The civil war between jihadist groups that started with a co-ordinated attack on Isis positions on 3 January is damaging the standing of all of them. Foreign fighters who came to Syria to fight Assad and the Shia find they are being told to kill Sunni jihadists with exactly the same ideological views as themselves.
The Islamic State sent a suicide bomber who killed Abdullah Muhammad al-Muhaysani, the official al-Qa’ida representative in Syria, and also a leader of Ahrar al-Sham (evidence of how al-Qa’ida has links at different levels to jihadi organisations with which it is not formally associated).
Returning jihadists are finding the way home is not easy, since governments in, for example, Saudi Arabia or Tunisia, which may have welcomed their departure as a way of exporting dangerous fanatics, are now appalled by the idea of battle-hardened Salafists coming back. An activist in Raqqa, seeking to speed the departure of Tunisian volunteers, showed them a video of bikini-clad women on Tunisian beaches and suggested that their puritanical presence was needed back home to prevent such loose practices.
It is a measure of Syria’s descent into apocalyptic violence that the official representative of al-Qa’ida, Jabhat al-Nusra, should be deemed more moderate than Isis. The latter may be on the retreat but this could be tactical and it has a vast territory in eastern Syria and western Iraq into to which to retreat and plan a counter-attack. In any case, Jabhat al-Nusra has always sought mediation with Isis and does not want a fight to the finish. The jihadist civil war has made life easier for the government militarily, since its enemies are busy killing each other, but it does not have the resources to eliminate them.

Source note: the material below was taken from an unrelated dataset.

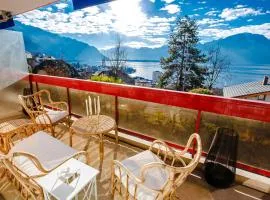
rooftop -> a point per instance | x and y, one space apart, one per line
194 188
246 89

Crucial to making peace is bringing an end to the proxy war between Saudi Arabia and Iran which is intertwined with the vicious conflict between Shia and Sunni. Russia and the US need to be at one in ending the war, as they briefly seemed to be at the end of last year. Syrians gloomily say the outcome of their civil war is no longer in Syrian hands, but in those of the US, Russia, Saudi Arabia, Iran, Turkey and their various allies.
Peace, if it ever comes, will come in stages and with many false starts such as the failure of the Geneva II peace talks.